Макарцев захлопнул дверцу, и Леша укатил.
– Зачем меня взяли? – крикнул Борис с порога.
– Мы твои родители, – объяснил Игорь Иванович. – Сын Макарцева должен находиться дома, а не в тюрьме.
– А если в тюрьме лучше?
– Подумай об отце, Боренька! У него инфаркт. Подумай о его положении: ведь он кандидат в члены ЦК!
– А почему я всю жизнь должен думать о его чертовой карьере? Что мне – трястись вместе с ним?
– Ты понимаешь, – произнесла Зинаида Андреевна, – что теперь ему дорога в члены ЦК может быть закрыта, и это сделал ты.
– Одним фашистом меньше будет. Да если хочешь знать, я их специально сбил, этих двоих, чтобы тебе подложить свинью!
– Мне? – Макарцев все еще растерянно стоял в коридоре в пальто, и испарина покрывала его лоб. – Врешь, мерзавец! Я ведь твой отец!
– Отец? Да отцы-алкаши и то лучше, чем шалашовки!
– Я – шалашовка? Ну, знаешь…
– А кто же? Дома корчишь принципиального, а в своем ЦК лижешь жопы мудакам. Да если хочешь знать, скоро таких, как ты, вешать будут. Всю мою жизнь изуродовал, паскуда-сталинист! Ты не за меня – за свою шкуру трясешься.

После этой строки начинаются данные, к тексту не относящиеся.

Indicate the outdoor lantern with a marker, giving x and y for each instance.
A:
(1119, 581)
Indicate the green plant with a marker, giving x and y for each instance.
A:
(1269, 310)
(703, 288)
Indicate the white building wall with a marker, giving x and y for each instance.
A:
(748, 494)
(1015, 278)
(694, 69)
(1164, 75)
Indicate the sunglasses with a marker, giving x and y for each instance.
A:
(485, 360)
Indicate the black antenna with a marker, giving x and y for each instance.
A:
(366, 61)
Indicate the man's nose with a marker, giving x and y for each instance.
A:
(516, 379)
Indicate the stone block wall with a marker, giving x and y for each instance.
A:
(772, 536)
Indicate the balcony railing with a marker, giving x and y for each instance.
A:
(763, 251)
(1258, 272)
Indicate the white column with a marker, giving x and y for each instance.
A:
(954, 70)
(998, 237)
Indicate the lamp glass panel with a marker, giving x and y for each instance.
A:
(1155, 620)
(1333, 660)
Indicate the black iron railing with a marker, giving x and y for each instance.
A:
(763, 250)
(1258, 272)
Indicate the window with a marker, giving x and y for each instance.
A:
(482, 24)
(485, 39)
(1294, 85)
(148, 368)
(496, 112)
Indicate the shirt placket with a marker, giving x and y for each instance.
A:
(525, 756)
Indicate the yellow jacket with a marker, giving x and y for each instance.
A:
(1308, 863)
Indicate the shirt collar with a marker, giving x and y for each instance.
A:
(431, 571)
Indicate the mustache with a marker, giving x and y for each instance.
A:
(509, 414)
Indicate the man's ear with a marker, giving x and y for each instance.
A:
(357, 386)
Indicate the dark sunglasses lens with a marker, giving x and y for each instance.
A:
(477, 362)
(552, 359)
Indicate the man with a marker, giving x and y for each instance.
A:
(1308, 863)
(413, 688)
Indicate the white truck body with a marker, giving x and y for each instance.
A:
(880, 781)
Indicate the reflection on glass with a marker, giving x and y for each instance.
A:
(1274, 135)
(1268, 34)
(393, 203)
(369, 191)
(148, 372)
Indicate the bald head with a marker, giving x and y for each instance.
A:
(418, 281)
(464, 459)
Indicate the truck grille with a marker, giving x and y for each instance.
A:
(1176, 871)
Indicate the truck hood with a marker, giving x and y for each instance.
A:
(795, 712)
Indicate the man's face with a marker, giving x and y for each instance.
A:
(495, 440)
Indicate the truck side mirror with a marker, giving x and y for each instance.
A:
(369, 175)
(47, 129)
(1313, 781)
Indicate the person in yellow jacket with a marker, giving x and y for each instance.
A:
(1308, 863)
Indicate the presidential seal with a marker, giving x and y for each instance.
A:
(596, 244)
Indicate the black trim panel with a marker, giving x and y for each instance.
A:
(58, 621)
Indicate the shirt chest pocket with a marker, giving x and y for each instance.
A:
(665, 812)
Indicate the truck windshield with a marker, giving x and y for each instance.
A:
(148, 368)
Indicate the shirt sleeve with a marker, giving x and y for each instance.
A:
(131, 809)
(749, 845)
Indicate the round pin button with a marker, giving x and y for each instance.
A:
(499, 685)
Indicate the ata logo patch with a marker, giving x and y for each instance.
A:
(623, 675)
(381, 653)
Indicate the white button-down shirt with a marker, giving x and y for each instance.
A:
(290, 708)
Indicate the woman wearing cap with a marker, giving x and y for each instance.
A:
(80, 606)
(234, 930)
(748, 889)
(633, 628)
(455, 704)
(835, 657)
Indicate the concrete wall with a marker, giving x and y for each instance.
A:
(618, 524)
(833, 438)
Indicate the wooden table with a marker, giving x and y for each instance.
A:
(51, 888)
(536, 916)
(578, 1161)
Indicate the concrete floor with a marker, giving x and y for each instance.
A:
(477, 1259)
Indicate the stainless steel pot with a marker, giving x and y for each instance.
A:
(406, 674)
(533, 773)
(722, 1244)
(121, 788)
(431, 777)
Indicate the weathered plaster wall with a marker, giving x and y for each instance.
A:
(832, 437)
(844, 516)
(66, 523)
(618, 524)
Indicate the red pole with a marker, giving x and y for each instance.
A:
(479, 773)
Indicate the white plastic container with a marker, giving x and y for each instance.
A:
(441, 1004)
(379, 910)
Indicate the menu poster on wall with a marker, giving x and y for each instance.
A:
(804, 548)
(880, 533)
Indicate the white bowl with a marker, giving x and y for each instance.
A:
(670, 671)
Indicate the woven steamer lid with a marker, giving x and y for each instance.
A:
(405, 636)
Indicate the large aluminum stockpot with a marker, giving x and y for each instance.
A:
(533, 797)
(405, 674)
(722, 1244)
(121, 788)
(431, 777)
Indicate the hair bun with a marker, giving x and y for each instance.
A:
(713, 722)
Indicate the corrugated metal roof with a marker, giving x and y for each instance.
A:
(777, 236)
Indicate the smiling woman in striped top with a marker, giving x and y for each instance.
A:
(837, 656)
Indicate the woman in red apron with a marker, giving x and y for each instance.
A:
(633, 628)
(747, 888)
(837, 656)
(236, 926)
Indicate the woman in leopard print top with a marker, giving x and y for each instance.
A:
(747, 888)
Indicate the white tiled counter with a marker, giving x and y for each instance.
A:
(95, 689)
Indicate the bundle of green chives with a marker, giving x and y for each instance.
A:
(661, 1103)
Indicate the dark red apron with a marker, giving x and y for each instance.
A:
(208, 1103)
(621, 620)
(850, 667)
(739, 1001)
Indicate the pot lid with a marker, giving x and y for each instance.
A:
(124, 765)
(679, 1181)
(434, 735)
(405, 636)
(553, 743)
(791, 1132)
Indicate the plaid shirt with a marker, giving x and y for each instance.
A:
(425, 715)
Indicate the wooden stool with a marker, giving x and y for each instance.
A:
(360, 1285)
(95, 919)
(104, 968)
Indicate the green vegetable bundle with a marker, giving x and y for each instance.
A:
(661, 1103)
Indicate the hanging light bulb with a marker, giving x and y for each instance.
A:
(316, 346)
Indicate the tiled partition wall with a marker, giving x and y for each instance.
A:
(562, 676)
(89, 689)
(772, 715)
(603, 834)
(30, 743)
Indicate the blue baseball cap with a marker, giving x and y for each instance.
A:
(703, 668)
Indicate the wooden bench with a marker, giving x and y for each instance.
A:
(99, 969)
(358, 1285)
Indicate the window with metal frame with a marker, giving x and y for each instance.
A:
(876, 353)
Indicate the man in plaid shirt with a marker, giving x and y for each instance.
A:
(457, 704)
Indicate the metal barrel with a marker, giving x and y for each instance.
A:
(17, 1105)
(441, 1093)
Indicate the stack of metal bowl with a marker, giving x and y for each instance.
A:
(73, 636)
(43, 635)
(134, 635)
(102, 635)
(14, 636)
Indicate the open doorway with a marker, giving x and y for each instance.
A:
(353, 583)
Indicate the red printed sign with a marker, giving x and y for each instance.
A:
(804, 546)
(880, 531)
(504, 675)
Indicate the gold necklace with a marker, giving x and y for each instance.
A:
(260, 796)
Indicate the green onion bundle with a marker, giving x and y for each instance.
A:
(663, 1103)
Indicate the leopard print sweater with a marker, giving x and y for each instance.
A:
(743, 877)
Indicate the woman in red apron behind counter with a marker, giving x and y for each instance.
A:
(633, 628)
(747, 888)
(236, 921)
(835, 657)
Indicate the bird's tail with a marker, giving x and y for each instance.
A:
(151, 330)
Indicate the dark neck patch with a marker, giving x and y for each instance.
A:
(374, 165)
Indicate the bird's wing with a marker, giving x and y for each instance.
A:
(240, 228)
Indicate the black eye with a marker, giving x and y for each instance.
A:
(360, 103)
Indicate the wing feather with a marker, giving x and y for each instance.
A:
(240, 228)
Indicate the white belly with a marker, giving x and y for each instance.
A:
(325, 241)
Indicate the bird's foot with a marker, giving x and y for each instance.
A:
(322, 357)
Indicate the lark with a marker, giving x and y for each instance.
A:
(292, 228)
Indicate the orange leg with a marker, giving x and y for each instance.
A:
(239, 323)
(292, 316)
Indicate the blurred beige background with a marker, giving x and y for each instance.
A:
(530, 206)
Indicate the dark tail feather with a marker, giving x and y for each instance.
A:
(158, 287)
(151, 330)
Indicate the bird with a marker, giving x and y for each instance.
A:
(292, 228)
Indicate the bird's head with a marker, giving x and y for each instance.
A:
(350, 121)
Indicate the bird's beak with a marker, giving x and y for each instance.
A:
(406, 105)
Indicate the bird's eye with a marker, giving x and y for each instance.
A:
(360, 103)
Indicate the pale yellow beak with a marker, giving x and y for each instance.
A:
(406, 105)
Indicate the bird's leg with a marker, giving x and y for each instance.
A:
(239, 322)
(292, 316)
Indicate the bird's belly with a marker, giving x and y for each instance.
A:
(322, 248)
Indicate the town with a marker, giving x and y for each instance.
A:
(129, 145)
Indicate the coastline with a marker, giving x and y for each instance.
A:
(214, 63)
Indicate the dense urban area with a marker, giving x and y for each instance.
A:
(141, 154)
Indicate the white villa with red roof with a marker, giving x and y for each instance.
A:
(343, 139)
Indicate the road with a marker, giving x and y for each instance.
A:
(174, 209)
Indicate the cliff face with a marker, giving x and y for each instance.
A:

– Дурачок! – Макарцев постарался улыбнуться, чтобы обрести превосходство, но руки от слабости дрожали. – Да я сам чуть не пострадал в годы культа. И ты, и мать. Мы тебе не говорили.
– Чуть не пострадал… Да лучше бы ты честно сгнил в лагерях и меня не позорил!
– Сынок, думаешь, я розовый кретин и ничего не понимаю? А не приходило тебе в голову, что для тебя я себя и мать сохранил? И добивался положения, чтобы тебе было хорошо? Да если б меня загребли, ведь и тебя отправили бы в спецдетдом. Не сохрани я положение, престиж, анкету, не видать тебе института! Выкинули бы из школы, как щенка, на завод к станку. А ты живешь почти при коммунизме и для удовольствия обвиняешь отца. Узнай хоть сперва, чего от жизни хочешь!
– А как узнать, если глушат? Как?!
– Ладно, я буду тебе приносить французские газеты и журналы. – Отец перешел к испытанной форме воспитания посредством взятки. – Или даже американские.
– Давно мог носить…
Наступило затишье, и Зинаида Андреевна почувствовала, что разговор о политике, как всегда, исчерпался, закончившись ничем, и интонации смягчились. Она решила перевести диалог мужчин в практическое русло и этим объединить их.
– Ты много пропустил… Надо будет уладить конфликт с институтом.